What Père Lachaise is to Paris, Mirogoj is to Zagreb. A main cemetery where many important citizens lie in their eternal peace, together with untold hundreds of common folk from Zagreb. But Mirogoj is more then that. Its arcades, pavilions and tombs are like monuments to architecture, and make it an open-air art gallery. Its natural beauty also stays in the memory, as well as the history whispering from every corner of its huge stone walls. But let’s start from the beginning.

History and Art

Even at its very beginning, Mirogoj couldn’t have started without a historical figure. In this case, it was Ljudevit Gaj, a very influential linguist and journalist who lived in the 19th century. He was the leader of the so-called Illyrian Movement, which greatly developed Croatian literature and political maturity. He owned a mansion beneath Medvednica Mountain (a place where many legends and myths are waiting to be discovered). After his death, Zagreb rulers bought his estate in order to build a massive cemetery there.

 

The task of designing it was given to Austrian architect Hermann Bollé. He opted to surround the actual graves with arcades and pavilions. He also imagined Mirogoj’s ground plan as a reflection of 19th century Zagreb downtown, creating a “Town of the Dead”.

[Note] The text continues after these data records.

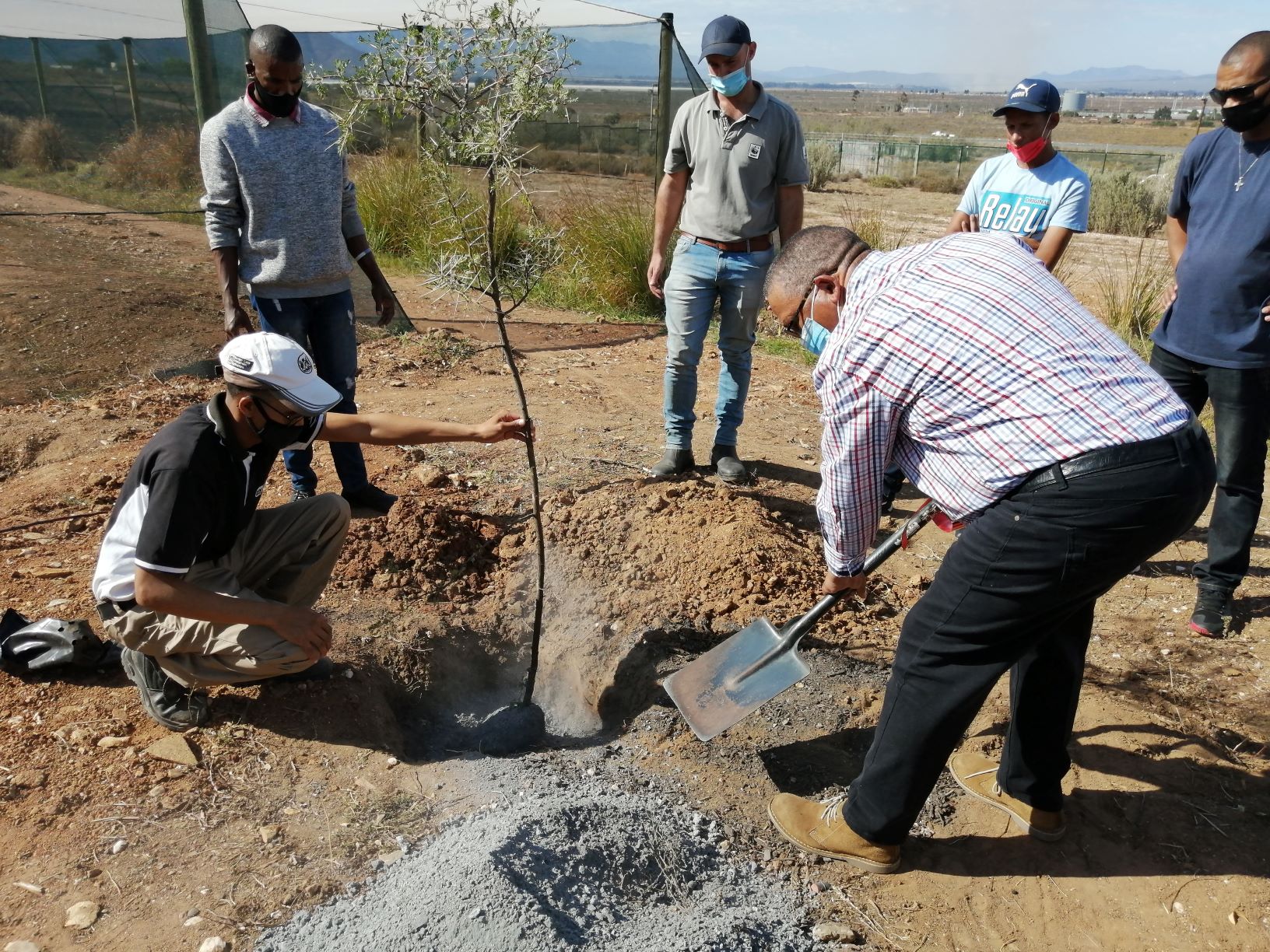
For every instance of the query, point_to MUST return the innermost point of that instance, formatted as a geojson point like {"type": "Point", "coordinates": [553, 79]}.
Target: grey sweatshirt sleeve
{"type": "Point", "coordinates": [221, 202]}
{"type": "Point", "coordinates": [349, 221]}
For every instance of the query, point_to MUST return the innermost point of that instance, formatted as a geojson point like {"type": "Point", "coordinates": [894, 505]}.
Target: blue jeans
{"type": "Point", "coordinates": [699, 277]}
{"type": "Point", "coordinates": [324, 327]}
{"type": "Point", "coordinates": [1241, 419]}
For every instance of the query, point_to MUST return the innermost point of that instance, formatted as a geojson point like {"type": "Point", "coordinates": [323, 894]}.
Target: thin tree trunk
{"type": "Point", "coordinates": [492, 257]}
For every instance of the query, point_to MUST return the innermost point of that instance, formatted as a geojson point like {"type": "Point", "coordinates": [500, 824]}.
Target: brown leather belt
{"type": "Point", "coordinates": [763, 243]}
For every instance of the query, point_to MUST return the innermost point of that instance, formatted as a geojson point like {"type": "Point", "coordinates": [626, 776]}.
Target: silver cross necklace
{"type": "Point", "coordinates": [1239, 158]}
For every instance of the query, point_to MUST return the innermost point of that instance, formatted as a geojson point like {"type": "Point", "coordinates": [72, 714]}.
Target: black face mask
{"type": "Point", "coordinates": [279, 436]}
{"type": "Point", "coordinates": [275, 103]}
{"type": "Point", "coordinates": [1247, 114]}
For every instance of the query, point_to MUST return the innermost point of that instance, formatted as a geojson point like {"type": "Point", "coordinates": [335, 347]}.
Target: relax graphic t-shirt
{"type": "Point", "coordinates": [1025, 202]}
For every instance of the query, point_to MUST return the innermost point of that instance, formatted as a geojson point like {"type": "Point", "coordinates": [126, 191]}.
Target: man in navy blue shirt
{"type": "Point", "coordinates": [1213, 343]}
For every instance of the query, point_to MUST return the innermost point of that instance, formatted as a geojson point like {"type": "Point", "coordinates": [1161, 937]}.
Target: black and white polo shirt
{"type": "Point", "coordinates": [188, 495]}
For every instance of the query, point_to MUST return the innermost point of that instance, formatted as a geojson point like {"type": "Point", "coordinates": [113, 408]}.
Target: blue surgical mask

This sounded like a good idea, and work began in 1879. Five years later, Bollé was asked to design a morgue for Mirogoj. Two decades after that, he had to lay plans for constructing the chapel of Christ the King, the very heart of the entire cemetery.

Bollé’s Mirogoj was finished in 1929, as the last of his ideas left the drawing board and became architectural reality.  Its construction took half of the century to finish. That is not a small wonder, as its very entrance, interwoven with climbing plants, looks like a citadel welcoming those who enter.

Additional work followed, of course, peaking with the construction of crematorium (the work of architects Hrzic, Krznaric and Mance) in 1984.

 

Many other artists gave their touch to Mirogoj’s looks. A walk through the cemetery’s lanes will lead you to sculptures by Ivan Mestrovic, Antun Augustincic, Dusan Damonja and Edo Murtic. Most of them were buried on Mirogoj as well. Which leads us to the next chapter in our story.

Artists and Politicians

It was a fair decision to bury Hermann Bollé on Mirogoj. After all, he designed the whole place. But apart from him, many other notable individuals found rest there. Here are some of them.

Marija Juric Zagorka

A distinctive Croatian female writer, Zagorka’s historical novels made her a celebrity in her own time. Her monument can be seen in popular Tkalciceva street.

Miroslav Krleza

A well-known Croatian playwright and writer. His works are often staged even in the western world.

Drazen Petrovic

A professional basketball player who entered the American NBA League in 1989. He played for the Portland Trail Blazers and New Jersey Nets.

Franjo Tudman

The first president of Croatia, Tudman played a leading role in the creation of Croatia as an independent state.

Edo Murtic

Croatian painter and graphic designer, known for his theatre scenographies.

Branko Gavella

Another man of the theater, Gavella founded the Croatian Academy of Dramatic Arts, and contributed to Croatian acting theory with his written works.

 

How to reach Mirogoj?

If you don’t feel like going by mass transit, taking a cab can be a good idea. Otherwise, reach Zagreb’s Cathedral and you will find a bus station (it is outdoors, so don’t expect a building). There, take a 106 or 226 until you arrive.  Also, if you wish to see Mirogoj in its full glory, visit around All Saints’ Day (1st November). This is because people in Zagreb visittheir family graves on that date, decorating them with flowers and candles.

To conclude, Mirogoj is a weird place. On the one hand, it is quiet and peaceful. On the other, it is artistic and monumental- just like every city, including that of the deceased, should be. Come and see it for yourself.